HaMoked successfully blocks another Ministry of Interior attempt to deny temporary status to Palestinians living in Israel for many years in the framework of family unification procedures: The Appeals Tribunal rules that an outdated security ban cannot be used to prevent a status upgrade

On January 20, 2020, the Appeals Tribunal invalidated the Ministry of Interior “security”- based decision not give temporary residency status to a Palestinian man living in Israel for many years pursuant to stay permits in the framework of a family unification procedure. In this and three other appeals filed by HaMoked, the Tribunal ruled that an outdated security ban was not grounds for denying an upgrade of residency status.

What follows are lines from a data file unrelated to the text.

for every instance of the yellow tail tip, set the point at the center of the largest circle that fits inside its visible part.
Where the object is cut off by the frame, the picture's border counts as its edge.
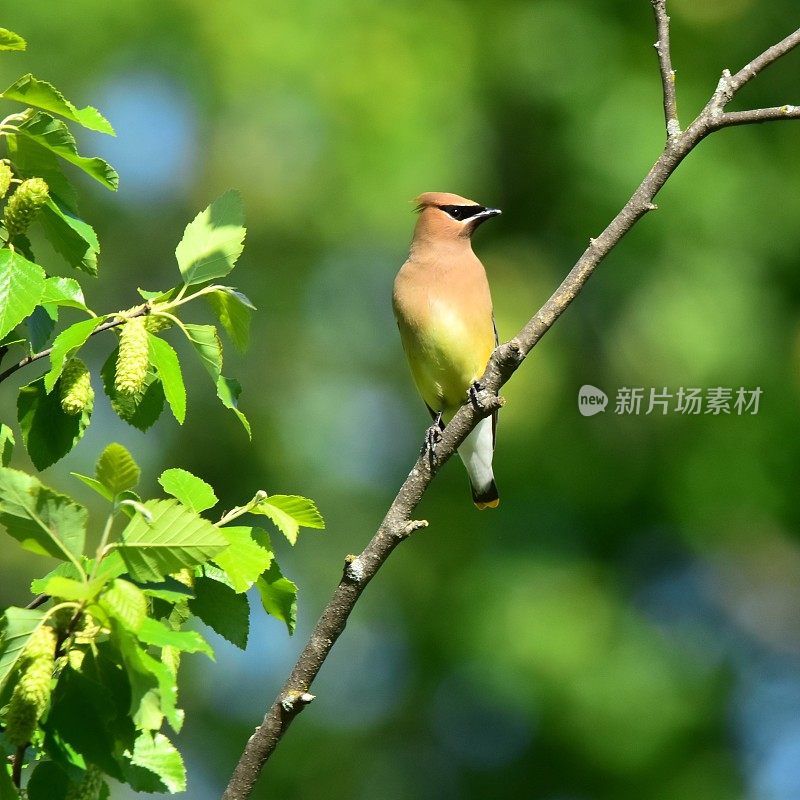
(490, 504)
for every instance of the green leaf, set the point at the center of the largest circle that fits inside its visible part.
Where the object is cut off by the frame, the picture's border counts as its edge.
(18, 625)
(116, 469)
(212, 241)
(232, 309)
(41, 520)
(7, 443)
(21, 287)
(66, 344)
(70, 236)
(49, 434)
(278, 596)
(49, 781)
(63, 292)
(192, 491)
(165, 361)
(205, 340)
(66, 569)
(7, 789)
(228, 391)
(54, 135)
(159, 635)
(222, 609)
(174, 538)
(140, 411)
(290, 512)
(126, 603)
(244, 560)
(32, 160)
(70, 589)
(41, 324)
(157, 754)
(40, 94)
(11, 41)
(169, 590)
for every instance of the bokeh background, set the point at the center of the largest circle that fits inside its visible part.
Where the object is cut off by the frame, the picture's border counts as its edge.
(627, 624)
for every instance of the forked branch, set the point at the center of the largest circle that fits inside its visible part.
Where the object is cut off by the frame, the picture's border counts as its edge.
(397, 524)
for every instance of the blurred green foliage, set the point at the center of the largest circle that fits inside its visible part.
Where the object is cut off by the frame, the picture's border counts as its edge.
(625, 626)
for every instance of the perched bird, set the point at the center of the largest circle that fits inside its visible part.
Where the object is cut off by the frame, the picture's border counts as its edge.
(443, 308)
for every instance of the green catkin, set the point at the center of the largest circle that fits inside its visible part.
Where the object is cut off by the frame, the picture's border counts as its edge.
(89, 786)
(23, 206)
(132, 358)
(75, 387)
(5, 178)
(32, 692)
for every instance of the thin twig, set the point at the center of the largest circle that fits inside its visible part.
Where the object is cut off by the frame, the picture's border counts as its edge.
(396, 526)
(665, 66)
(46, 352)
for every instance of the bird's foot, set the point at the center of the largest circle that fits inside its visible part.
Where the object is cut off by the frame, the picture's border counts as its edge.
(432, 437)
(473, 393)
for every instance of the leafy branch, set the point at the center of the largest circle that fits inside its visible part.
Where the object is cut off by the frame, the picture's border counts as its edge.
(398, 523)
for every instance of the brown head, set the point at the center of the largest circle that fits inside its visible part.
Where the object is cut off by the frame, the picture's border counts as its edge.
(449, 217)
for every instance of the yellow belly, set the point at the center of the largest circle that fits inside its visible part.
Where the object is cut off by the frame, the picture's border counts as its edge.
(447, 354)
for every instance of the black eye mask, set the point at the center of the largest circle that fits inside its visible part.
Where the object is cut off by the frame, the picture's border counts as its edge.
(462, 212)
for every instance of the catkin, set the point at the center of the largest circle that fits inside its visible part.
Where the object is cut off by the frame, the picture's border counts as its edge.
(89, 786)
(23, 206)
(32, 692)
(75, 387)
(5, 178)
(132, 358)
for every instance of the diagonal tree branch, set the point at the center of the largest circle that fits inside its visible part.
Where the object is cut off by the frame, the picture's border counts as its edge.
(398, 524)
(665, 65)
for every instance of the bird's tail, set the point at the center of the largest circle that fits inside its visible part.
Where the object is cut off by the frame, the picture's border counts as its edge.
(476, 452)
(486, 498)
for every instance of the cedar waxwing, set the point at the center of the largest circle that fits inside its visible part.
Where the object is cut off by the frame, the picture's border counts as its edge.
(443, 307)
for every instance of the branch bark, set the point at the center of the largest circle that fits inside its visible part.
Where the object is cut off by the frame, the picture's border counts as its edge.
(398, 524)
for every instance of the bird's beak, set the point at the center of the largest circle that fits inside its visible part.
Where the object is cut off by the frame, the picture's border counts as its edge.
(480, 218)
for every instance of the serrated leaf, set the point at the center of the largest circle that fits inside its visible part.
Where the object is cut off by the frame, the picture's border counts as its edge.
(21, 287)
(222, 609)
(71, 237)
(66, 344)
(232, 309)
(205, 340)
(290, 512)
(192, 491)
(175, 538)
(244, 560)
(157, 754)
(11, 41)
(18, 625)
(41, 520)
(63, 292)
(140, 411)
(278, 596)
(32, 160)
(116, 469)
(48, 433)
(126, 603)
(165, 360)
(7, 443)
(66, 569)
(159, 635)
(228, 391)
(41, 324)
(212, 241)
(54, 135)
(40, 94)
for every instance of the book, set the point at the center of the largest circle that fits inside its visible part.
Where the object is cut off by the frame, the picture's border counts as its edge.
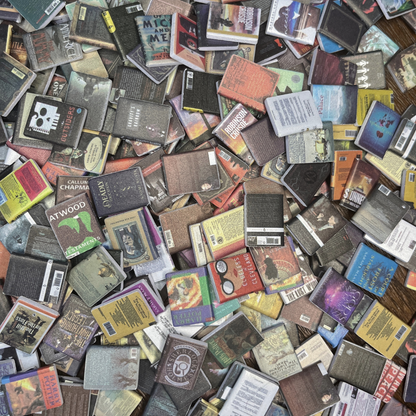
(189, 297)
(181, 362)
(314, 385)
(299, 103)
(234, 23)
(74, 330)
(27, 324)
(123, 315)
(232, 339)
(120, 21)
(294, 21)
(249, 92)
(40, 390)
(75, 225)
(385, 342)
(184, 43)
(50, 47)
(234, 277)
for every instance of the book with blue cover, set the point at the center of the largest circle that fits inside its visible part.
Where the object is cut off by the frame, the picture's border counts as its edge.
(371, 270)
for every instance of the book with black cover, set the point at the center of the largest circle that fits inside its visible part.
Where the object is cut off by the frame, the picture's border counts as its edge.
(55, 122)
(199, 92)
(142, 120)
(118, 192)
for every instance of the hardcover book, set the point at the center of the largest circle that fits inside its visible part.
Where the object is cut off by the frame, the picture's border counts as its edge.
(249, 91)
(293, 21)
(26, 325)
(179, 350)
(189, 297)
(234, 23)
(75, 225)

This case concerns a Palestinian, originally from the West Bank, who married a permanent resident from East Jerusalem in 1987. The couple have 7 children, all of whom are permanent residents of Israel. The couple’s family unification request was filed in 1995 and was approved in 1999, after which the man began receiving renewable stay permits. Under the general graduated family unification procedure, in 2002 the man was supposed to receive temporary residency status – with the attendant social security rights – but this did not happen due to the 2003 enactment of the Citizenship and Entry into Israel Law, which effectively cancelled the graduated procedure for Palestinian spouses of Israeli residents. Instead, the man continued to receive stay permits until August 2006, when he was informed that his family unification request was rejected on security grounds. In the framework of HaMoked’s petition against this “security” termination, it was clarified that the man’s only “sin” was having worked for 18 months as a janitor in two educational institutions in East Jerusalem that Israel declared were affiliated to Hamas (for more details, see HaMoked 2008-2010 activity report, pp 31-33). As a result of this petition, in January 2010 the Ministry of Interior resumed handling the couple’s family unification application. Thereupon, the man began receiving stay permits again and he continues to receive them to this day.

In April 2016, the Minister of Interior decided to give temporary residency status to Palestinians whose approved family unification request had been filed by the end of 2003. Later that same year, HaMoked filed a request to upgrade the man’s status in accordance with this decision. However, the request was denied on February 27, 2017, on the grounds that it “does not meet the conditions… as it was refused on security grounds between the years 2006-2010”. HaMoked submitted an appeal to the Ministry, then a petition to the High Court of Justice, and the now-adjudicated appeal, arguing that the refusal was not properly detailed, was unreasonable, disproportionate, contrary to the law, and severely violated the basic rights of the couple and their children. HaMoked also argued that the man met all the conditions set in the Minister’s 2016 decision, and the fact that he continued to receive renewable stay permits indicated that there were no current security claims against him.

HaMoked hopes that following the Tribunal’s judgment, the Ministry of Interior will arrive at the proper and fair decision to give temporary residency status to the man and the three others in the same predicament.